Ask HN:  Would you sign up for a sales bootcamp? - fapi1974
I have in mind an 8-10 week program that would turn you into a sales superstar.  Content would include:<p>-  Crafting the story for any product
-  Creating the pitch deck
-  Learning how to sell multiple different product types (SaaS, Packaged Goods, Yourself)
-  Presenting in various formats (1-1, in person, to a group, phone, screenshare, Skype, etc.)
-  Negotiations
-  Prospecting
-  Creating a team of virtual assistants to drive inbound sales (which you would take with you from the course)
-  Outside Sales
-  Social selling skills - content creation, use of Linkedin, Slideshare etc.<p>Also - I&#x27;m curious what other things people would like to see in such a program.  The intent is that any Tech, Finance, or Fortune 500 would hire graduates from this program into a mid-level sales role, or that any technical founder could effectively drive the business side of their startup.
======
kobey
I don't have any interest in being a salesman (working for someone else). As
someone in the very early stages of trying to start my own business (technical
founder), this type of thing sounds interesting, but 8-10 weeks of a full
immersion program is just too much. Even if I had the time and the money to
attend a rigorous 2 month bootcamp, I have a hard time believing that would be
a good use of my time. Something more tailored to a part time schedule would
be more interesting to me, and even then it would be a tough sell.

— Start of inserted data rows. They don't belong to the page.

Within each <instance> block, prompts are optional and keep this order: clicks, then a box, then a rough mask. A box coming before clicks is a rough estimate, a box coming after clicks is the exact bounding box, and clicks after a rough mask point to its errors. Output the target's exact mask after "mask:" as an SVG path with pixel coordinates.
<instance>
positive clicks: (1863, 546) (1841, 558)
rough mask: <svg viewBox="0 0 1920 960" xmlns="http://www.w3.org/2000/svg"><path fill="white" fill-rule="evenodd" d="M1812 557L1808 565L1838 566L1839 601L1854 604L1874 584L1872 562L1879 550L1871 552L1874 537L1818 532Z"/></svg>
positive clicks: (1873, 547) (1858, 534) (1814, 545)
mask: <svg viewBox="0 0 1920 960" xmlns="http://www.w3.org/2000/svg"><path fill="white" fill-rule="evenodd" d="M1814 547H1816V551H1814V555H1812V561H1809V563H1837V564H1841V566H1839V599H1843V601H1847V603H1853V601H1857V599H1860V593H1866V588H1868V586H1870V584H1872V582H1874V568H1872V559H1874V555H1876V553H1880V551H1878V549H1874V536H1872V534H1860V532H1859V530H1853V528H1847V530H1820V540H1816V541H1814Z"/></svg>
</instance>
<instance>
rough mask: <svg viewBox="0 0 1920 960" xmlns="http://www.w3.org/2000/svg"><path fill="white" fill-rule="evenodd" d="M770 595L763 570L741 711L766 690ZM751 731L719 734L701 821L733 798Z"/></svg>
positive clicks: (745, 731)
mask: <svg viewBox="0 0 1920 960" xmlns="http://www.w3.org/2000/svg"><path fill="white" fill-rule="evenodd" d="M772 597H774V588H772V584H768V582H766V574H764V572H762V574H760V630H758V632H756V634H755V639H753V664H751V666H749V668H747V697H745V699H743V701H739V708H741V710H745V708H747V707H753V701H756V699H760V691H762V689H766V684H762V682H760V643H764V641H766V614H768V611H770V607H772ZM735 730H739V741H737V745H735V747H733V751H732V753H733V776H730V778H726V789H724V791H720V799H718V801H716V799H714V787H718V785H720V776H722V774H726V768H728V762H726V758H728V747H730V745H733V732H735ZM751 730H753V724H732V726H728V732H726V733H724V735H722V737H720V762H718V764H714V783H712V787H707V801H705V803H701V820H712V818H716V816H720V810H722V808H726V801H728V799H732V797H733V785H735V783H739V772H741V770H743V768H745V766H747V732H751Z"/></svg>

But if you do decide to push ahead with it, good luck. I do think there's
probably room for this type of thing targeted to sales people if you can
deliver the goods. I've only known a few people in sales, but it truly is a
wonderful sight to see a pro work his magic.

------
notahacker
8-10 weeks sounds like a _very_ long time for basic sales training, whilst
companies hiring mid-level candidates will tend to favour a track record of
closing business over a sustained period of time (showing qualities of
consistency and resilience that can't be taught) over successful passing of
theory tests.

That said, there's a huge sales training market out there, I just think
there's a good reason most courses are aimed to be short bursts at different
stages of a salesperson's career.

------
JSeymourATL
Sales training is already a pretty crowded, competitive space. What's your
Secret Sauce? [http://www.sellingpower.com/2013/sales-training-
companies/to...](http://www.sellingpower.com/2013/sales-training-
companies/top-twenty-listing/)

It's unlikely I would hire program graduates, without a proven sales track
record. But if the program content is solid, I might sponsor my people for
additional/on-going training.

------
murtza
Have you heard of Tradecraft? You might consider reaching out to alumni of the
program, and asking them about their experience. You could get insights on how
those students found out about Tradecraft to help you sell your bootcamp.

[http://tradecrafted.com/](http://tradecrafted.com/)

------
gavinbaker
Personally I think there is room for training in the way you describe it. I do
not think I am very good at sales, so I've looked into a lot of programs to
get better. But none touch on all the pieces you mentioned in your post.

Is there a big market? Not sure - would I be interested - yes.